Die Berufsausbildung wird im ?dualen System? durchgeführt. Das heißt, die praktischen und theoretischen Kenntnisse und Fertigkeiten  werden sowohl im Ausbildungsbetrieb als auch in der Berufsschule vermittelt. Anerkannte Ausbildungsberufe kann man in einem Betrieb oder Verwaltung, auch in einer Berufsfachschule oder einer anderen berufsbildenden Einrichtung erlernen.

Wie lange dauert die Ausbildung?

Die Ausbildungsdauer beträgt in den anerkannten Ausbildungsberufen meist zwei bis dreieinhalb Jahre und wird in der jeweiligen Ausbildungsordnung festgelegt. Die Ausbildung kann unter bestimmten Vorraussetzungen, zum Beispiel bei bestimmten Schulabschlüssen oder entsprechenden Leistungen während der Ausbildung verkürzt werden.

Wie lang darf die Probezeit sein?

Die Probezeit ist gesetzlich festgelegt. Sie muss mindesten einen Monat und darf höchstens vier Monate betragen. Während der Probezeit kann das Ausbildungsverhältnis ohne Angabe von Gründen gekündigt werden.

Wie hoch darf die tägliche Ausbildungszeit sein?

Die regelmäßige tägliche Ausbildungszeit ist im Arbeitszeitgesetz bzw. dem betreffenden Tarifvertrag festgelegt. Für Jugendliche (unter 18 Jahre) sind die Regelungen im Jugendarbeitsschutzgesetz zu finden.

Wie viele Urlaubstage hat man während der Ausbildung?

Den Mindesturlaub regelt das Jugendarbeitsschutzgesetz, der betreffende Tarifvertrag oder das Bundesurlaubsgesetz. Für den Mindestanspruch (Jugendliche unter 18 Jahre) gibt es altersmäßige Abstufungen. Der Urlaub wird immer für ein Kalenderjahr (nicht Ausbildungsjahr) gewährt.

Was muss vor Beginn einer Ausbildung alles geregelt werden?

Auszubildende müssen Lohnsteuern zahlen.

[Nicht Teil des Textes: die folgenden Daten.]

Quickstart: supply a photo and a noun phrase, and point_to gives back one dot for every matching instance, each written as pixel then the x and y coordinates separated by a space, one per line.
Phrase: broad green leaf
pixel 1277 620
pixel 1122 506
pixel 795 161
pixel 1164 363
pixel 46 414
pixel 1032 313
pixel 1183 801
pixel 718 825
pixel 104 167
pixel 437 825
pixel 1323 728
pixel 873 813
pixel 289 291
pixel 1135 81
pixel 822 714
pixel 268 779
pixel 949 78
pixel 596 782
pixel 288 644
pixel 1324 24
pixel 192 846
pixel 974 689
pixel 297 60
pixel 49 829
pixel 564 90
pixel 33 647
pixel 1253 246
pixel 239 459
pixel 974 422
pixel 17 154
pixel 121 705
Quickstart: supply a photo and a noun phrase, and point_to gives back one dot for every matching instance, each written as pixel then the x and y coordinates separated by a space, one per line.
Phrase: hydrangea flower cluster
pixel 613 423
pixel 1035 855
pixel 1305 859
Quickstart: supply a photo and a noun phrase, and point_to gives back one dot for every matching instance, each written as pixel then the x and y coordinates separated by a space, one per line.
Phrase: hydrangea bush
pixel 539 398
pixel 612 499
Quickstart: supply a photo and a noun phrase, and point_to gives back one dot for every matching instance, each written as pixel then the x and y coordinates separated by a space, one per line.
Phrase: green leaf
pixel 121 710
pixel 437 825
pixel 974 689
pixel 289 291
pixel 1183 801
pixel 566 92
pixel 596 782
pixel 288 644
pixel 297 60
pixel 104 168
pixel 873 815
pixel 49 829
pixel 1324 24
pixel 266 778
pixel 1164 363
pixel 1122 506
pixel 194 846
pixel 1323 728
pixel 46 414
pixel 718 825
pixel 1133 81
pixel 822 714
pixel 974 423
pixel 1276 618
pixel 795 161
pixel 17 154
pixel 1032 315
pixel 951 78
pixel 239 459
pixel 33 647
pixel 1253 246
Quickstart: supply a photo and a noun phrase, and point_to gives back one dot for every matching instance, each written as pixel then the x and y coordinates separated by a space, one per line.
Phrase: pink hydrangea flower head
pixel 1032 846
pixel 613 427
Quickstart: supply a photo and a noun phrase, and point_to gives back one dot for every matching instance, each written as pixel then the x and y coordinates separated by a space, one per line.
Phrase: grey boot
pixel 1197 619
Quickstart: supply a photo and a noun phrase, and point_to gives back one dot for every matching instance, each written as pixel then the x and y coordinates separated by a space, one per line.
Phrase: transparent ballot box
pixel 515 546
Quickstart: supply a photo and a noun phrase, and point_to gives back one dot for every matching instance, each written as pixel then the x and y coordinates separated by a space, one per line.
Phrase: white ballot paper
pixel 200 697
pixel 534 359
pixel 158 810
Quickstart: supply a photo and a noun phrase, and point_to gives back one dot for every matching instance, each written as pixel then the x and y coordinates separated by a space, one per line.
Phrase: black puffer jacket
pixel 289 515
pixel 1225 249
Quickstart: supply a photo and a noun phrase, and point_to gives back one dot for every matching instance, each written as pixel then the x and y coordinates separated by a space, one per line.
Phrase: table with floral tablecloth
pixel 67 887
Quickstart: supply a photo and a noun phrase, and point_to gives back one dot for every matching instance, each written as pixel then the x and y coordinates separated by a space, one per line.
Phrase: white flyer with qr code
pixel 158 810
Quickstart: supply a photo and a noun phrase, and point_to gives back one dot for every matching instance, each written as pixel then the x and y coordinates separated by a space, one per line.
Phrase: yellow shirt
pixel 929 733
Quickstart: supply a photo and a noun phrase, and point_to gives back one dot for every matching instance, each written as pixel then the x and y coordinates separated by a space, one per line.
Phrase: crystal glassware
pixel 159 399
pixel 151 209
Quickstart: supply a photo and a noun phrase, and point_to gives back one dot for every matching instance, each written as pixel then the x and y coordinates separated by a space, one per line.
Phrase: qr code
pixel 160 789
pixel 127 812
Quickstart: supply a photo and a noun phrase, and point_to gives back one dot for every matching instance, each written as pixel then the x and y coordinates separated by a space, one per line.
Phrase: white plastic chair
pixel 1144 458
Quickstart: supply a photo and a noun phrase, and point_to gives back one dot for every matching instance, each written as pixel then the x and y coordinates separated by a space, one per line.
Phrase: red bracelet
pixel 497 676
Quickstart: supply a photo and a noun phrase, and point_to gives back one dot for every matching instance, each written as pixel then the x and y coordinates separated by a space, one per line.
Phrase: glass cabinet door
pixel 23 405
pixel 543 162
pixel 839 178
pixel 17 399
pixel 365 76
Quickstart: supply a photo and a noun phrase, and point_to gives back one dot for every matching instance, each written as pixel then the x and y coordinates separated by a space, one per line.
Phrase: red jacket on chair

Die Lohnsteuerkarte erhält man bei der Stadt- oder Gemeindeverwaltung. Die Lohnsteuerkarte ist beim Arbeitgeber abzugeben, damit er die Lohnsteuer an das Finanzamt abführen kann.
Neben der Lohnsteuer werden nun auch Beiträge zur Renten- und Sozialversicherung fällig. Daher benötigt der Arbeitgeber auch den Sozialversicherungsausweis und die Rentenversicherungsnummer. Beides kann die Krankenkasse beantragen. Die Wahl der Krankenkasse obliegt zu Beginn jedem Auszubildenden mit Ausbildungsbeginn selbst.

Wie oft kann die Abschlussprüfung wiederholt werden?

Die Abschlussprüfung kann nur zweimal wiederholt werden. Wenn der Auszubildende nur in einem Teil der Abschlussprüfung durchgefallen ist, reicht es, wenn er nur diesen Teil wiederholt. Das Ausbildungsverhältnis kann bei nicht bestandener Abschlussprüfung unter bestimmten Voraussetzungen bis zum nächsten Prüfungstermin verlängert werden. Es ist aber auch möglich, das Ausbildungsverhältnis zum vertraglich vereinbarten Zeitpunkt zu beenden und als externer Prüfling an der Abschlussprüfung teilzunehmen.

Wie hoch ist die Ausbildungsvergütung?

Die Höhe Ausbildungsvergütung ist in Tarifverträgen geregelt und in den einzelnen Branchen der Wirtschaft und Verwaltung unterschiedlich hoch. Sie steigert sich im Verlauf der Ausbildungszeit.